Sicht auf die heute vorliegenden VBT-Übersetzungen

Ein kleiner Exkurs, übersetzt aus dem VBT-Blog von C. Wallis

Heute gibt es mindestens ein Dutzend veröffentlichte Übersetzungen des VBT, während der Großteil des tantrischen Schriftkorpus noch immer unübersetzt ist. Es wäre genauer zu sagen, dass es ein Dutzend Versuche gegeben hat, das VBT zu übersetzen, von denen keiner sehr erfolgreich war, aus Gründen, auf die wir noch eingehen werden. 

Diese Übersetzungen reichen von Jaidev Singhs größtenteils akkurater, aber schwer zugänglicher Version bis hin zu Lorin Roches poetischer Darstellung, die fast keine Verbindung zu den Ideen und Praktiken des Originaltextes aufweist, sich aber dennoch als Übersetzung ausgibt, weil Roche glaubt, eine Art mystische Verbindung zur Originalschrift zu haben, die es ihm ermöglicht, deren Essenz zu vermitteln, ohne die Sanskrit-Sprache zu beherrschen. (Obwohl Roche über ein umfangreiches Sanskrit-Vokabular verfügt, muss man die grammatikalischen Regeln einer Sprache verstehen, um aus ihr übersetzen zu können!) 

Zwischen diesen beiden Extremen gibt es eine bunte Mischung, darunter die enttäuschende Übersetzung der Bihar-Schule, die durch die mangelhaften Kenntnisse des Autors in Bezug auf die Sanskrit-Syntax enttäuscht, und Dmitri Semenovs wenig bekannter, aber überraschend guter Versuch einer praxisorientierten Übersetzung, die trotz ihrer Fehler (auch dieser Autor hat schlechte Sanskrit-Kenntnisse) zeigt, dass der Autor die subtilen Techniken der Schrift erfolgreich praktiziert hat. 

Wir haben auch Oshos Version, die entgegen der Überzeugung seiner Anhänger und Fans nicht aus dem Sanskrit übersetzt wurde, sondern auf Paul Reps' poetischer Version von 1957 basiert (ebenfalls die Hauptinspiration von Roche und Odier), die wiederum auf Lakṣman Jūs extemporaner, mündlich vorgetragener Wiedergabe des Textes basiert. (Und bedenke, dass Swāmī-jīs Englisch relativ schlecht war und Reps keine Kenntnisse des Sanskrit hatte.) Diese beiden Versionen – Osho und Reps – befinden sich daher auf der Roche-Seite des Spektrums: Obwohl Reps ein guter Dichter war, kann man die ursprünglichen Praktiken aus seiner Version nicht wiederherstellen. Von all diesen Versionen, die nicht direkt aus dem ursprünglichen Sanskrit übersetzt wurden, ist Odiers Version mit Abstand die beste. 
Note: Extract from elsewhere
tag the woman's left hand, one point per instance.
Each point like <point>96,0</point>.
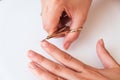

Es gibt auch ein paar veröffentlichte Übersetzungen, die angeblich von Swāmī Lakṣman Jū stammen, dem letzten lebenden Guru der Trika in Kaschmir (gest. 1992). Tatsächlich hat Swāmījī jedoch nie eine Übersetzung verfasst, sondern eher improvisierte Erklärungen zu den dhāraṇās des Textes gegeben, die in dem ihm zur Verfügung stehenden Englisch oft etwas vage waren. Dies lag auch daran, dass ihm die Verse, die auf spezifische technische Details des Shaiva-Tantra-Yoga anspielten, größtenteils unklar waren, da die Praktiken dieser Yogas in Kaschmir vor seiner Zeit größtenteils ausgestorben waren. (Im Allgemeinen werden Anhänger von Lakṣman Jū dies nicht zugeben und ihren Guru oft für unfehlbar oder ihm sehr nahe stehend halten.) 

Für die Belege, die diese Behauptung stützen, siehe Sandersons meisterhaften Artikel über Lakṣman Jūs Platz in der kaschmirischen Tradition. Also, liebe Leser, seid euch bewusst, dass ihr, wenn ihr die von Indica veröffentlichte Lakṣman-Jū-Übersetzung aufschlagt, eigentlich Bettina Baumers Übersetzung lest, gefolgt von Lakṣman Jūs improvisierter, mündlich vorgetragener Erklärung des betreffenden Verses. Baumer musste einen Balanceakt zwischen der wörtlichen Bedeutung des Sanskrit und der Art und Weise, wie Lakṣman Jū es interpretierte, vollführen, und das Ergebnis ist problematisch, wenn auch nicht ohne Wert.